If you’ve looked at how I write (see how I use an Excel spreadsheet in my draft mode), you know I’m a detail oriented person. You say that doesn’t sound creative? How’s this: I write the story as it flows. Then I use Excel to be sure all the details are followed through on. Excel does the hard part so I can be creative.
So, I set up a schedule that I hoped would accomplish those two goals while satisfying the three jobs that writer’s must do. Three jobs–three parts to the day. Sounds simple enough:
- post to my five blogs
- write book reviews–I like reading reviews of books I might buy, and it turns out, so do my readers.
- keep in touch with my social network of writers, friends, colleagues
- respond to requests to guest blog, emails that come in overnight–that sort of thing
- update my website (must do that weekly or Google will stop finding me)
- Work on my current novel, To Hunt a Cruiser
- If I need a creativity break, read other people’s writing.
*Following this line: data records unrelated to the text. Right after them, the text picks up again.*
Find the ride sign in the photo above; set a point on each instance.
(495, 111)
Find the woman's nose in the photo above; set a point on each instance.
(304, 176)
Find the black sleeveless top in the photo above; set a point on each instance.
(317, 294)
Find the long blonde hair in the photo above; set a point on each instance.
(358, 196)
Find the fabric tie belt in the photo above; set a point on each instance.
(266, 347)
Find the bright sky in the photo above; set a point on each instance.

I find lots of inspiration in that
- Market my current books on my current outlets
- Find new outlets. I’m looking at Google Books and DocStoc right now.
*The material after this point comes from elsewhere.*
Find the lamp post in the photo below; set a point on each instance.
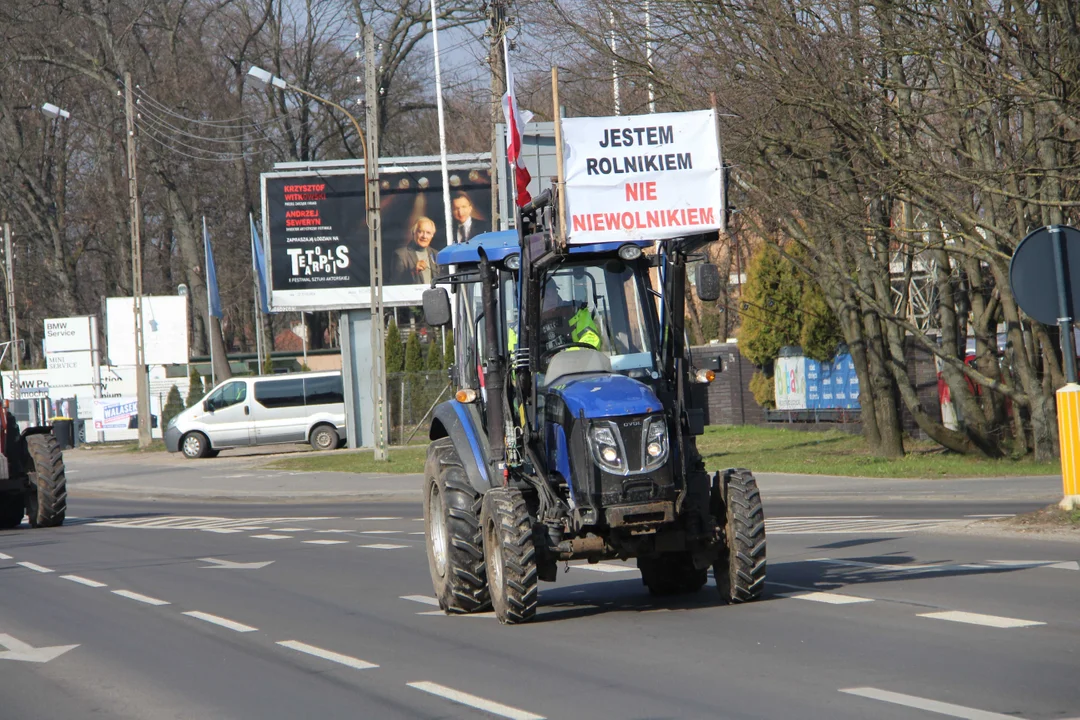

So how am I doing? The morning jobs are leaking into afternoon big time. It takes a long time to write blog posts because I get into them. I get distracted by the fun-ness of it. The social networks are a black hole of time. There’s no way I can find to stay on top of them.
The afternoon writing is going better than planned. It’s nice to get into the story without having to put it aside for the day job and keeping track of plots and POVs is so much easier if I stick with it. I need six-eight hours a day of writing, which I’m not getting with just ‘afternoons’, so I’m going to have to rework the schedule.
The evening stuff–if I’m being truthful, I’m pretty brain tired by evenings and not terribly effective. I keep watching the clock, waiting for 9pm when I call it a day. That’s not to say I don’t get a lot done; it’s just not as much fun as the rest of the day.
So a week into my summer, I realize there’s not enough writing going on. I’m going to have to work on the schedule.
What’s your day like? Give me some suggestions that might help me!